Tuning only the ClickHouse side of jute.maxbuffer. The ZooKeeper ensemble must agree.
Increasing session_timeout_ms to 5 minutes to "fix" expirations. This delays recovery without addressing the cause and stretches the window where ephemeral locks live after a real failure.
Ignoring single expirations. They are normal. Only investigate when frequency rises above background levels (more than a few per node per day) or when they correlate with mutation failures.
Running ZooKeeper on the same disks as the OS or other busy services. Transaction log fsync latency dominates session stability.
Sticking with ZooKeeper when GC pauses keep causing expirations. ClickHouse Keeper, packaged with ClickHouse since 21.3 and GA since 22.3, is a drop-in replacement that eliminates JVM GC as a failure mode.

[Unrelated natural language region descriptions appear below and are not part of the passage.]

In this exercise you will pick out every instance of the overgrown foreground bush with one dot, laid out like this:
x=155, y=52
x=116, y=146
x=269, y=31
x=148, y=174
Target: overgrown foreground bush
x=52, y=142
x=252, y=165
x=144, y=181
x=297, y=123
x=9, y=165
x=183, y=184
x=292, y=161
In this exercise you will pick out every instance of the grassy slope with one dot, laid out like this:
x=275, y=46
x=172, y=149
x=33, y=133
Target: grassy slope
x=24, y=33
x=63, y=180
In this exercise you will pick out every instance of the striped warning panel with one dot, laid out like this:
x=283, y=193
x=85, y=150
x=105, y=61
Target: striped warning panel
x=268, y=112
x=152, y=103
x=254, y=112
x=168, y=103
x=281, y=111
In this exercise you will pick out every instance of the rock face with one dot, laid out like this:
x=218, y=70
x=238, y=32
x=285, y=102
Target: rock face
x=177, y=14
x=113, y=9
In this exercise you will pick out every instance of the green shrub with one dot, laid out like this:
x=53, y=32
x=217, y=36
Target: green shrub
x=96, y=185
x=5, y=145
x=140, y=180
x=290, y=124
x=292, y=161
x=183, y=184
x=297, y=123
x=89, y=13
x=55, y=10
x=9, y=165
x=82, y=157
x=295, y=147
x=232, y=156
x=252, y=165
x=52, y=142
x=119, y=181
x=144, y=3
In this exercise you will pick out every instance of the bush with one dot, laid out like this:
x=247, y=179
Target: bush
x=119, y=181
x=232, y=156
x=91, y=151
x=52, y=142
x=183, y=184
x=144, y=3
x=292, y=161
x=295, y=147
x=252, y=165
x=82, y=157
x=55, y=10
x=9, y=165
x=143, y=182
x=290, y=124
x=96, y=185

Frequently Asked Questions

Q: Is one session expiry per day a problem? A: Usually not. ClickHouse retries automatically and replicated tables are designed to tolerate it. Investigate only if expirations correlate with stuck mutations, dropped ephemeral locks, or query failures.

Q: How do I tell whether jute.maxbuffer is the cause? A: Look for Packet len ... is out of range in the ZooKeeper server log, or Len error in the ClickHouse log. Both indicate a request exceeded the limit.

Q: Will ClickHouse Keeper avoid these errors? A: Keeper eliminates JVM GC pauses, which removes one major cause. The protocol limits (analogous to jute.maxbuffer) and operation timeouts still apply, but Keeper's defaults and C++ implementation tend to behave better under load.

Q: How do I clean old block numbers safely? A: There is no built-in command. The safe path is to use SYSTEM RESTART REPLICA after extending operation_timeout_ms, or migrate the table to a fresh ZooKeeper path with CREATE TABLE ... ENGINE = ReplicatedMergeTree('/new/path', ...). Manual znode deletion via zkCli.sh requires great care and a tested backup.

Q: What's the difference between session expired and operation timeout? A: A session expiration kills the whole connection and all ephemeral state. An operation timeout fails one request while the session stays alive. Operation timeouts often precede session expirations because a stuck request blocks the heartbeat thread.